Gejala umum kelelahan mata akibat penggunaan perangkat digital
Efeknya bervariasi dari orang ke orang, tetapi ada tanda-tanda yang sangat jelas bahwa Anda telah berlebihan menggunakan ponsel Anda. Gejala yang paling umum adalah penglihatan kabur atau ganda , yang muncul setelah paparan yang lama dan membuat sulit untuk berkonsentrasi. Gatal hebat, kemerahan, dan keluarnya air mata tanpa disadari akibat iritasi kornea juga umum terjadi.
Seringkali, ketidaknyamanan tidak hanya terbatas pada mata. Banyak orang mengalami sakit kepala bagian depan dan ketegangan di leher, bahu, dan punggung karena postur membungkuk yang kita adopsi saat melihat layar, terutama saat berbaring.
Dalam kasus yang lebih spesifik, pemakai lensa kontak mungkin menyadari bahwa lensa mereka mengering jauh lebih cepat , karena kurangnya berkedip mempercepat penguapan cairan pada lensa, menyebabkan ketidaknyamanan terus-menerus yang dapat memaksa mereka untuk melepas lensa sebelum waktunya.
Cara melindungi penglihatan Anda dan menghindari kelelahan mata.
Untuk mengatasi efek ini, ada trik sederhana yang dapat digunakan siapa saja. Salah satu yang paling efektif adalah aturan 20-20-20 : setiap 20 menit menatap layar, Anda harus mengistirahatkan mata selama 20 detik dengan melihat objek yang berjarak sekitar 6 meter (20 kaki). Ini memungkinkan otot mata Anda untuk rileks dan kembali ke keadaan alaminya.
- Penyesuaian kecerahan dan kontras: Layar tidak boleh lebih terang dari cahaya ruangan. Jika perbedaannya terlalu besar, mata harus bekerja dua kali lebih keras.
- Ukuran huruf: Jangan memaksakan mata Anda untuk membaca huruf-huruf kecil; perbesar ukuran font di pengaturan ponsel Anda atau WhatsApp.
- Jarak aman: Jaga jarak perangkat antara 30 hingga 40 sentimeter.

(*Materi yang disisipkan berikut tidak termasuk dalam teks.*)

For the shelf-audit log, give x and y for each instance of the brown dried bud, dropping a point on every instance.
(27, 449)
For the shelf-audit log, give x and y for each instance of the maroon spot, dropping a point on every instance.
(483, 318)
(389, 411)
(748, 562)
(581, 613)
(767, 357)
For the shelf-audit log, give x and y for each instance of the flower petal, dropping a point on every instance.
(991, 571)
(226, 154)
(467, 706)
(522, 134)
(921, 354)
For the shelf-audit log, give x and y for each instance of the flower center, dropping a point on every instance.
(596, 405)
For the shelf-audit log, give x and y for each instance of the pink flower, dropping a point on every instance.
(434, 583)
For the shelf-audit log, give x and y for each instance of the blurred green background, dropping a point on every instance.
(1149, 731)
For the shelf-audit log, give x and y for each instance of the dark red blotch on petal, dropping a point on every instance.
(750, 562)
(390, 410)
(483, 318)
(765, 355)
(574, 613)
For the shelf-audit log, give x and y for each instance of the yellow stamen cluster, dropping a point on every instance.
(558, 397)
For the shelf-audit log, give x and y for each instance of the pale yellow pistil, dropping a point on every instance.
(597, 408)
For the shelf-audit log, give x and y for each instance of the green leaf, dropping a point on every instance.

Menggunakannya pada jarak kurang dari 20 cm secara signifikan meningkatkan risiko kelelahan mata dan dapat memperburuk rabun dekat.

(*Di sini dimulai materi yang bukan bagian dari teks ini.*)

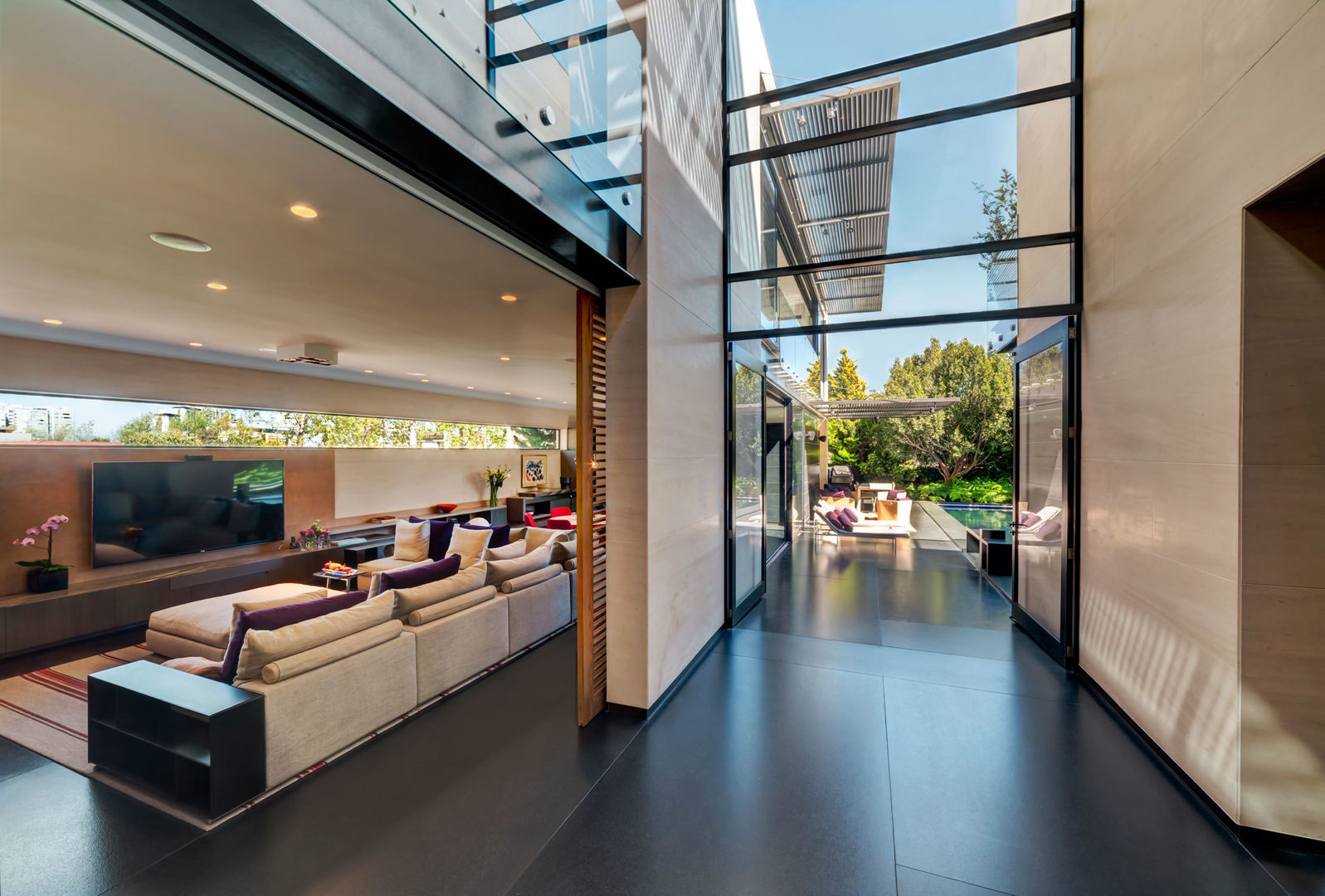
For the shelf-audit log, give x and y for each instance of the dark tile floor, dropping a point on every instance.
(856, 734)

- Pencahayaan sekitar: Hindari menggunakan ponsel Anda dalam kegelapan total. Pencahayaan redup di ruangan mencegah kontras yang terlalu tajam pada retina Anda.
Jika Anda menghabiskan banyak waktu bekerja di depan layar, pertimbangkan untuk menggunakan kacamata penyaring cahaya biru atau mode malam pada perangkat Anda. Alat-alat ini mengurangi penyebaran cahaya dan membuat membaca lebih nyaman, mencegah sakit kepala yang umum terjadi.
Teknologi dan kiat tambahan
Tidak semua layar diciptakan sama. Teknologi OLED dan AMOLED umumnya lebih nyaman di mata daripada LCD, karena mampu mengelola kontras dengan lebih baik dan memancarkan lebih sedikit cahaya biru. Jika Anda mencari pilihan paling sehat untuk membaca dalam waktu lama, e-reader e-ink adalah pilihan terbaik, karena tidak memancarkan cahaya langsung ke mata Anda.
Bagi mereka yang menderita kekeringan kronis, penggunaan air mata buatan dapat sangat membantu menjaga kornea tetap terhidrasi. Demikian pula, sangat penting untuk menghindari melirik ponsel saat berbaring, dan sebaliknya fokuskan pandangan pada layar dengan kedua mata untuk mencegah ketidakseimbangan fokus.
Menjaga rutinitas perawatan mata yang sehat juga mencakup kunjungan ke ahli optometri atau dokter mata setidaknya sekali setahun. Tidak perlu menunggu sampai penglihatan Anda memburuk untuk melakukan pemeriksaan; pencegahan adalah cara terbaik untuk memastikan mata kita dapat mengikuti perkembangan zaman digital tanpa menanggung konsekuensinya.
Merawat kesehatan mata kita membutuhkan perubahan kecil dalam kebiasaan sehari-hari, seperti berkedip secara sadar, menyesuaikan pencahayaan sekitar, dan menghargai waktu istirahat untuk menghindari iritasi dan kelelahan otot. Memprioritaskan jarak pandang yang tepat dan mengurangi paparan cahaya biru sebelum tidur akan memungkinkan kita menikmati teknologi tanpa mengorbankan kesehatan penglihatan atau kualitas tidur kita.